Ma mère répond pour moi :

— Fanny est trop blessée pour s’entraîner. Il faut qu’elle se repose.

— C’est peut-être l’occasion de passer à autre chose, suggère mon père.

— Pourquoi ? demandé-je.

— Pour enrichir ton éventail, un autre style de gym ou de danse.

— Je n’ai pas encore fini le tour du pole-dance, sans jeu de mot.

— Moi, je trouve ça un peu trop déshabillé.

— C’est quoi la différence avec un body de gym ? On voit le nombril ?

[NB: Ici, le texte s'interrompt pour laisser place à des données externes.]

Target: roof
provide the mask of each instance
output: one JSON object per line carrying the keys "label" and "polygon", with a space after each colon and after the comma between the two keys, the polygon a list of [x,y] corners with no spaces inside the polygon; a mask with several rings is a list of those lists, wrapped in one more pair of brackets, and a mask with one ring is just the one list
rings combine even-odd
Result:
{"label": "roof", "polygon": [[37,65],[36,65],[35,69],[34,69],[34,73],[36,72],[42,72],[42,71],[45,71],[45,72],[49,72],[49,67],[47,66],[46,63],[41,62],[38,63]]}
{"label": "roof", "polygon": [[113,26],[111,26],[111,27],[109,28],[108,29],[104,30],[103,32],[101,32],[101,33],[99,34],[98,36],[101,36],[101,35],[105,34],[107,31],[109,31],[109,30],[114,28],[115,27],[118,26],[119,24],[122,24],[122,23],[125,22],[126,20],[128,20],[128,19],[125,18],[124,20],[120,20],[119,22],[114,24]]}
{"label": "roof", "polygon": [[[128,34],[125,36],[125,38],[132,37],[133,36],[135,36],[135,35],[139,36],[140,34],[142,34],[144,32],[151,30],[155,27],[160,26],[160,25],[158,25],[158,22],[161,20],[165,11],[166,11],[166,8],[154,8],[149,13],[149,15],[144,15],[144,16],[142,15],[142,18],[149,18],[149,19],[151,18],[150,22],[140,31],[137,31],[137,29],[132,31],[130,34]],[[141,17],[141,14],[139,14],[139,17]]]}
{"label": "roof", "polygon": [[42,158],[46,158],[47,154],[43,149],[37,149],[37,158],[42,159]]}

— Et la gestuelle est moins équivoque.

— C’est le but de la danse, l’expression des sentiments à travers le corps. Et si le thème c’est le désir, c’est normal que ce soit…

— Obscène ?

— Et bien heureusement que tu ne m’as pas vue danser au Païen

Les narines de mon père lâchent un soupir exaspéré. Il appuie sur la télécommande et laisse les dialogues du feuilleton remplacer notre conversation. Puis, pour avoir le dernier mot, il demande :

— T’as commencé à chercher du travail ?

— J’ai rendez-vous vendredi dans un club de striptease, mens-je.

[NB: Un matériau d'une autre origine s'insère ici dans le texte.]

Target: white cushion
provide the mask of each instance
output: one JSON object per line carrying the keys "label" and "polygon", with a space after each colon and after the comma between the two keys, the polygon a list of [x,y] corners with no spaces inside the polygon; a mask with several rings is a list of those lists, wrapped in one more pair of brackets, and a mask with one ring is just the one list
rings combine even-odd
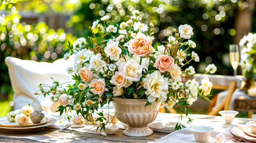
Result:
{"label": "white cushion", "polygon": [[[67,66],[72,66],[73,63],[64,59],[56,60],[53,63],[36,62],[30,60],[21,60],[17,58],[8,57],[5,64],[8,67],[11,86],[14,92],[14,110],[19,109],[34,101],[37,95],[34,93],[39,88],[38,83],[51,85],[53,80],[58,80],[60,83],[72,81],[72,76],[67,74]],[[48,100],[42,95],[35,101],[33,108],[42,110],[40,102]]]}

Ma mère me fait signe de ne pas enfoncer le clou, alors je quitte le canapé. Je monte dans ma chambre, puis gagne la salle de bains en colère. J’ôte mon sweat-shirt. En croisant mon tatouage, je me dis qu’il serait bien de profiter d’être dans la région pour voir mon tatoueur. Je complèterai bien le tatouage avec les évènements forts. Peut-être un œil qui fait du pole-dance sur l’autre hanche, ça demande réflexion. Je m’assois en tailleur sur mon lit et regarde mon téléphone. Il y a toujours le SMS d’Alexandre. Au final, ce n’est qu’un garçon dragué à l’autre bout du département, et je ne sais pas quoi lui dire. Je n’ai pas envie de tisser d’autres liens que ceux que j’ai ici pour le moment, bien calfeutrée dans le cocon familial. Sur Instagram, malgré mes très nombreux followers, il y a très peu de message me demandant où je suis passée. Un peu déçue, je décide de revenir sur le devant de la scène. Je me poste en brassière face à ma psyché. Je photographie mon reflet meurtri et remercie mes fans de s’être inquiétés, que je reviendrai bientôt. Ce sera la photo la moins belle de mon répertoire, mais la plus évocatrice. Je me rassois sur le lit et aussitôt on frappe.

— Entrez.

Mon père pousse la porte avant de la refermer sans un bruit derrière lui. Il s’assoit à côté de moi.

— Je ne voulais pas te fâcher, ma chérie.

— Je sais.

— J’ai passé la matinée à la gendarmerie pour leur expliquer que tu étais revenue et que tu avais en effet fugué. C’est dur de ne pas mettre de coupable sur ce que tu as traversé.

— Je vais bien, Papa.

Il m’étreint délicatement. Je pose ma tête contre son épaule et me laisse bercer.

— Je trouve ça horrible, ce que tu as dû faire pour vivre.

— Tu parles de décrocher un cadavre d’une roue ou de danser dans une taverne ?

— Les deux.

— J’ai adoré danser.

— Dit-elle à son vieux père qui la voit encore comme une petite fille accrochée à son rêve de devenir astronaute. Première de sa classe au collège, gymnaste assidue.

Préférant savourer sa main dans mes cheveux, je ne lui réponds pas qu’il ferait un parfait Saint-Vaastais.